Rescued raptors represent rehab center

Published: Tuesday, Jan. 7, 2014 9:41 a.m. CDT
Caption
(Doug Oleson - doleson@shawmedia.com)
Robert Gross, a volunteer at Oaken Acres Wildlife Center holds Stinky the screech owl for a group of children at a Wildlife Rehab presentation at the Sycamore Public Library in Sycamore, Ill. on Monday, Dec. 30, 2013. Stinky got his name after being discovered by a sanitation worker in Shabbona last year.

SYCAMORE – Do you know how to become a wildlife hero?

Children who attended the Wildlife Rehab program last week at the Sycamore Public Library do. According to Christy Gerbitz, director of operations at Oaken Acres wildlife center in rural Sycamore, there are four steps to follow if you should come across a wild animal that seems to be in trouble and may need help.

Besides knowing the history of that particular animal, you need to use your eyes and ears. Does the animal appear to be in trouble, and is it making noise? Gerbitz said if it is in distress, it will. Then determine if it’s in the wrong location. A duck, for instance, belongs in the water; a robin does not. Finally, in your zeal to help out, you must always protect yourself.

“All wild animals are dangerous,” Gerbitz said.

She said children should not approach a wild animal, but should call an adult. Unless it’s an obvious emergency, like if the animal is in the roadway, adults should call for assistance from Oaken Acres, local police or animal control.

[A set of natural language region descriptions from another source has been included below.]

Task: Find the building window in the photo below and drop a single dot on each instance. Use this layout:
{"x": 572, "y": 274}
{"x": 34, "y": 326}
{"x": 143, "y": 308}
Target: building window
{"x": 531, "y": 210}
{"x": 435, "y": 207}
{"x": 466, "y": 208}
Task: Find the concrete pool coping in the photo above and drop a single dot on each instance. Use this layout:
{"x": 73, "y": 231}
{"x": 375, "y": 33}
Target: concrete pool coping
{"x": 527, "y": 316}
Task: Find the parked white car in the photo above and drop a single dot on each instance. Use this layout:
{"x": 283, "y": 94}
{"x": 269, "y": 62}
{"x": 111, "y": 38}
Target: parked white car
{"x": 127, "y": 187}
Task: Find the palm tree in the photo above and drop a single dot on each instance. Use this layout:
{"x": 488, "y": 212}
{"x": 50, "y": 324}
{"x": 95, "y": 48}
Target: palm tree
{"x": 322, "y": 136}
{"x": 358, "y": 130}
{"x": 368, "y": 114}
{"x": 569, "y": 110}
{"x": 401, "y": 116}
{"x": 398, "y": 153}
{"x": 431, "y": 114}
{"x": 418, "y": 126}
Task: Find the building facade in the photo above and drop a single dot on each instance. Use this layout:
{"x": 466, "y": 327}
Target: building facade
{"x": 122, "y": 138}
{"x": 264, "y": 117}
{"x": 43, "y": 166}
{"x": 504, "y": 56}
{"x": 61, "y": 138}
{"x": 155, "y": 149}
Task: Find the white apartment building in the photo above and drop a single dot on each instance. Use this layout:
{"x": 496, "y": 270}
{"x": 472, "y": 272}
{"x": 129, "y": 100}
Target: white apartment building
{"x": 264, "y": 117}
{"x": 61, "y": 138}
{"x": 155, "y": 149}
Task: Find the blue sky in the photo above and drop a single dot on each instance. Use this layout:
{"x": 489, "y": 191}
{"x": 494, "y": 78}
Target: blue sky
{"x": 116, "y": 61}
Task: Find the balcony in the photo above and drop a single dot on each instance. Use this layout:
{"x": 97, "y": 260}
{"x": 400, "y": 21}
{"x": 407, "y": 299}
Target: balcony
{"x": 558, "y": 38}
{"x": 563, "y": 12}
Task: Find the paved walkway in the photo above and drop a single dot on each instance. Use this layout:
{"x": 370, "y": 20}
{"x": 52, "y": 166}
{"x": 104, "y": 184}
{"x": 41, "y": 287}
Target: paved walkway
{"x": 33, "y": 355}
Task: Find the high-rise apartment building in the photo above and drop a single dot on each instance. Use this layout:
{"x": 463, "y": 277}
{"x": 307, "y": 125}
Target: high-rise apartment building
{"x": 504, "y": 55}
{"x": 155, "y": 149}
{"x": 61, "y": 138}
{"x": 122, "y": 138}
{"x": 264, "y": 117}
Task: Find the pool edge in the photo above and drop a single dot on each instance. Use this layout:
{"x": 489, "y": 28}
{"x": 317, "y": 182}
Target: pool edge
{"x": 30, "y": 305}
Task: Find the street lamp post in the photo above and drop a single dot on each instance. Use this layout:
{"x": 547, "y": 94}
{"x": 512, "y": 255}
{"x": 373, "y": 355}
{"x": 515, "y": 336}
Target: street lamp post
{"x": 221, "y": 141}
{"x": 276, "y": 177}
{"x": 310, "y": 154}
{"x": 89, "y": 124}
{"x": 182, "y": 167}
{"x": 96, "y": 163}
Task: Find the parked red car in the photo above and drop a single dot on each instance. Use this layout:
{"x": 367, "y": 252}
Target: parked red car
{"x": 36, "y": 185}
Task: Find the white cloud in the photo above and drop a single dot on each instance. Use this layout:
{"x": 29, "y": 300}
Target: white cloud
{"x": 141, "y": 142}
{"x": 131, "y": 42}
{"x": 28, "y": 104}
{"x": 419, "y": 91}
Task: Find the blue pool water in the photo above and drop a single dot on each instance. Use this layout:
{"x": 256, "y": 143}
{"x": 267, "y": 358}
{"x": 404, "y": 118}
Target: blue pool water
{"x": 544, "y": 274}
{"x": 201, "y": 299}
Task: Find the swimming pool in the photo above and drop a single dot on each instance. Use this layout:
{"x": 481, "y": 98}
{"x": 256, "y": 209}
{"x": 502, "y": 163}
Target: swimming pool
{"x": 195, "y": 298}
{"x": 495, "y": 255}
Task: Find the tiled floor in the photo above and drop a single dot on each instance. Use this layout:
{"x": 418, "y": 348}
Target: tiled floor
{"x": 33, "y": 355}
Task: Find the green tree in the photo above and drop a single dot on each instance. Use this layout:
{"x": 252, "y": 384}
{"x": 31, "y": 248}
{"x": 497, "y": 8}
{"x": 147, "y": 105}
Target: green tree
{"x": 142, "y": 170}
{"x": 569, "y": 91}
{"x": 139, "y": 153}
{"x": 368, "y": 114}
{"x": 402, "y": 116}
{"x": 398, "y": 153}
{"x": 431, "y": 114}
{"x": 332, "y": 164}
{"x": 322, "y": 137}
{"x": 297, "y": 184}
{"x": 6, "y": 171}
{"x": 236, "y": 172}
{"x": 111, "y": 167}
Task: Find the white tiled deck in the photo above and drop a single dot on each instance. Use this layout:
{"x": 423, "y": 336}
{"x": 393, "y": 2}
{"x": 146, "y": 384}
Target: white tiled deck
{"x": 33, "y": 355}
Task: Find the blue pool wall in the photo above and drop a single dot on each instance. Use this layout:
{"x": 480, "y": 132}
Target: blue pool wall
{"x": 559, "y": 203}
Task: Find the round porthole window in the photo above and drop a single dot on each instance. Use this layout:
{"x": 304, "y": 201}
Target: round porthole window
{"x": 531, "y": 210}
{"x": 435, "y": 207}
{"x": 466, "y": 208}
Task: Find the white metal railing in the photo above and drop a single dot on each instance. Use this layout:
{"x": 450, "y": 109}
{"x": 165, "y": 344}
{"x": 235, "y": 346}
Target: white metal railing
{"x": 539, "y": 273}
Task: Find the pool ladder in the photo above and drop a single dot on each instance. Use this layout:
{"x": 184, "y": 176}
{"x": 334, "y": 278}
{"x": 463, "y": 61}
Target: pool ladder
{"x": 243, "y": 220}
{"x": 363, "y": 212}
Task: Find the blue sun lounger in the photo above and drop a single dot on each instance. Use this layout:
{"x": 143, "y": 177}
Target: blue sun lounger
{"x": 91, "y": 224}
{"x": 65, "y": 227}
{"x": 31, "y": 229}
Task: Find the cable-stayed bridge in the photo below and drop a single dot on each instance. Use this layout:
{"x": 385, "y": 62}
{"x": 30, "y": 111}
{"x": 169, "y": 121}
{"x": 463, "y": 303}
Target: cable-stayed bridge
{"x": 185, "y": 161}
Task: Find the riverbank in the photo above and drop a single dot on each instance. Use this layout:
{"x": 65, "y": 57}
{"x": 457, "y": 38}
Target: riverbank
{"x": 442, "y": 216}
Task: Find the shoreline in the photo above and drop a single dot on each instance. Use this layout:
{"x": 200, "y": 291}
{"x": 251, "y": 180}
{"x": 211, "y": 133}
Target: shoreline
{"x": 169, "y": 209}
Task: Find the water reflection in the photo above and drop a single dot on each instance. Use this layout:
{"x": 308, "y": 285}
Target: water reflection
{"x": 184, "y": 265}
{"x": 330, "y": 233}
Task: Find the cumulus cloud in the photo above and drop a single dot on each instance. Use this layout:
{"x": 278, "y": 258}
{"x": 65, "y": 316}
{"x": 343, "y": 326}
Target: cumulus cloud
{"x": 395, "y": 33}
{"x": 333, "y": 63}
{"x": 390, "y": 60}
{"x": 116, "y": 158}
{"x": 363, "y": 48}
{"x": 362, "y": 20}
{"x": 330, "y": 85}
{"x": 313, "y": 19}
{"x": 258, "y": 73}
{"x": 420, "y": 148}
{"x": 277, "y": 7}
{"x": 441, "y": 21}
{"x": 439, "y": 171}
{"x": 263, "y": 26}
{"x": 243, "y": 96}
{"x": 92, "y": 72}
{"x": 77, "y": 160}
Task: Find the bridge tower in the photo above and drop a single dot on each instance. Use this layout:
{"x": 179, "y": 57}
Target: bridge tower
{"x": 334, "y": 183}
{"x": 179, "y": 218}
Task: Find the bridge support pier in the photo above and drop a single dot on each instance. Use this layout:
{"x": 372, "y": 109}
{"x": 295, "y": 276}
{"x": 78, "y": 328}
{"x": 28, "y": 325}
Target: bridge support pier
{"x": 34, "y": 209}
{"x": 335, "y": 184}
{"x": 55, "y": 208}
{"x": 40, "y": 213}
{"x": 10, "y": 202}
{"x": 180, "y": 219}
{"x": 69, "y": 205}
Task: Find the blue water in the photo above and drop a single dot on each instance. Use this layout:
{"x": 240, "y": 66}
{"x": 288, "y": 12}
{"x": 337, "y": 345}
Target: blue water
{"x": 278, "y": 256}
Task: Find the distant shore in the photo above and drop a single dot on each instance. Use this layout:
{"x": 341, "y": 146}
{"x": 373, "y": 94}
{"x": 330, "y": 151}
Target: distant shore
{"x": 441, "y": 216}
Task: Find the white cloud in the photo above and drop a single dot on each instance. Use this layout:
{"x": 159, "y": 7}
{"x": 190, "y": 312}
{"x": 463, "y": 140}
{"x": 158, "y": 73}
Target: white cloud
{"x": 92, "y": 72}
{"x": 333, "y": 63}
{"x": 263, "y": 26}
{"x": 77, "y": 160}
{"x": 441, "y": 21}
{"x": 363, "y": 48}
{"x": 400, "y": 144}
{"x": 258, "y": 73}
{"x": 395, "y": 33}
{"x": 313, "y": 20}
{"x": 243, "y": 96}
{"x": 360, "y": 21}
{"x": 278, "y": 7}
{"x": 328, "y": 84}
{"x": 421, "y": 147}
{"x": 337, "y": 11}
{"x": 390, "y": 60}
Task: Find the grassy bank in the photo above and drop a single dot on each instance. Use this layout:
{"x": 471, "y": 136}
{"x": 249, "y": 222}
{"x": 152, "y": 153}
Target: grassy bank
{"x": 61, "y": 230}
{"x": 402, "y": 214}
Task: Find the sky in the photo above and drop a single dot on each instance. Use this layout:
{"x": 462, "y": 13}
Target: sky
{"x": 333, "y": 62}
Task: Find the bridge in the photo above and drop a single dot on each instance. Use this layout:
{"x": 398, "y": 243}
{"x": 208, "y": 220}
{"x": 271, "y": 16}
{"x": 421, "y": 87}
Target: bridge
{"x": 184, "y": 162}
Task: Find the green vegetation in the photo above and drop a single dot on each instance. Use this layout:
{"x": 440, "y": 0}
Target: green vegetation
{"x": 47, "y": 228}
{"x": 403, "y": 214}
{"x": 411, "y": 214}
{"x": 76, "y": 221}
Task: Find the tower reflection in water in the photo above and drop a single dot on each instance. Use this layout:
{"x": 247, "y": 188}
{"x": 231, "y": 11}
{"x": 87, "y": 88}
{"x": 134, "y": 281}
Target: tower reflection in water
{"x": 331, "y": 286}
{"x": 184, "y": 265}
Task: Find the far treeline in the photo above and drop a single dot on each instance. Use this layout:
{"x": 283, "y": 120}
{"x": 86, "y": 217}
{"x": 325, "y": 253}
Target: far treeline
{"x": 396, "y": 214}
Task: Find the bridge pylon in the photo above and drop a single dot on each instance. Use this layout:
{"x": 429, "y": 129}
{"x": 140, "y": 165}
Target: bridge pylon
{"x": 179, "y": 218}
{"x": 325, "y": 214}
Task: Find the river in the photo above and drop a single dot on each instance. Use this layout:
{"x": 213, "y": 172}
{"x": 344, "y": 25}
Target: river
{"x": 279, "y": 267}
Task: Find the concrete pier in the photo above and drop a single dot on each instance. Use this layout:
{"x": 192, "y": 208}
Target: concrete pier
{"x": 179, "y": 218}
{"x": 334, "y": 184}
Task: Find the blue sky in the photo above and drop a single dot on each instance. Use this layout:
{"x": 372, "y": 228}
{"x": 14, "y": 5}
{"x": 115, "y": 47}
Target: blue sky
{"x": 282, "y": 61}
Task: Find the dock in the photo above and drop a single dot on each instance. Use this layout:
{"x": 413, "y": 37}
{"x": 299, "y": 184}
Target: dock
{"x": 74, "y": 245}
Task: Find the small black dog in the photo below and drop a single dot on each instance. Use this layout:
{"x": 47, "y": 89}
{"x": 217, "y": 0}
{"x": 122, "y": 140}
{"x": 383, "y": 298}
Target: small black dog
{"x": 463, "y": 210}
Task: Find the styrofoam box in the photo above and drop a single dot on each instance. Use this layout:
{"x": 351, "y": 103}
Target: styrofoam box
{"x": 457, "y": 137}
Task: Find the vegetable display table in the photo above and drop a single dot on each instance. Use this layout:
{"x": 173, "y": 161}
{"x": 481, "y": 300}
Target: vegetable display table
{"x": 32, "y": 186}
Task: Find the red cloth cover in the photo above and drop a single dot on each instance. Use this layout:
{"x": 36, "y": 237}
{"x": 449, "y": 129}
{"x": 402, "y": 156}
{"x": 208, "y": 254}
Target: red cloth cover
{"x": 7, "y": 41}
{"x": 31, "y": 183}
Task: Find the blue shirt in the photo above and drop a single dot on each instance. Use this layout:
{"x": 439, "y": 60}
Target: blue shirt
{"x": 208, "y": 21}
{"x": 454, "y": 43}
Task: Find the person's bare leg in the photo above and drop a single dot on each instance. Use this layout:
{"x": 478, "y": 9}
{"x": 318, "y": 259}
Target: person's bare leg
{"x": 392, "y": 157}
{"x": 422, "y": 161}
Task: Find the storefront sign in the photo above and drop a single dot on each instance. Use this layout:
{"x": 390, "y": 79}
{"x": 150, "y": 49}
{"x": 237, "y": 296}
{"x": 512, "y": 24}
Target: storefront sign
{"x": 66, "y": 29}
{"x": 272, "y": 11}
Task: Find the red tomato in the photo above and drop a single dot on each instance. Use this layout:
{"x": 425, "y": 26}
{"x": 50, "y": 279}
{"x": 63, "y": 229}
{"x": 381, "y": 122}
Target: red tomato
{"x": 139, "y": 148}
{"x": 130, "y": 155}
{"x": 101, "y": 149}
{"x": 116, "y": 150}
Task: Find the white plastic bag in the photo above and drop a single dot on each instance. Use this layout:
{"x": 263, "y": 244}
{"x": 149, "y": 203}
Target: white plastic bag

Sarah Tobias, head librarian and a volunteer at Oaken Acres, said it’s more important to keep a wild animal warm than try to feed it, because you don’t know what it will eat.

Tobias said the wildlife rehab program was part of the library’s Winter Challenge reading program, consisting of reading, discovering and creating. She said she hoped it would encourage those attending to read more about animals and wildlife.

During two animal programs last week, Gerbitz displayed a screech owl named Stinky, rescued by a sanitation worker in Shabbona last year, and a turkey vulture named Vinnie. Volunteer Robert Gross gently stroked Stinky in a corner of the library basement to calm him before his big appearance. Most of the animals at Oaken Acres aren’t shown publicly.

“It’s very stressful for wildlife to be viewed by the public,” Gerbitz explained.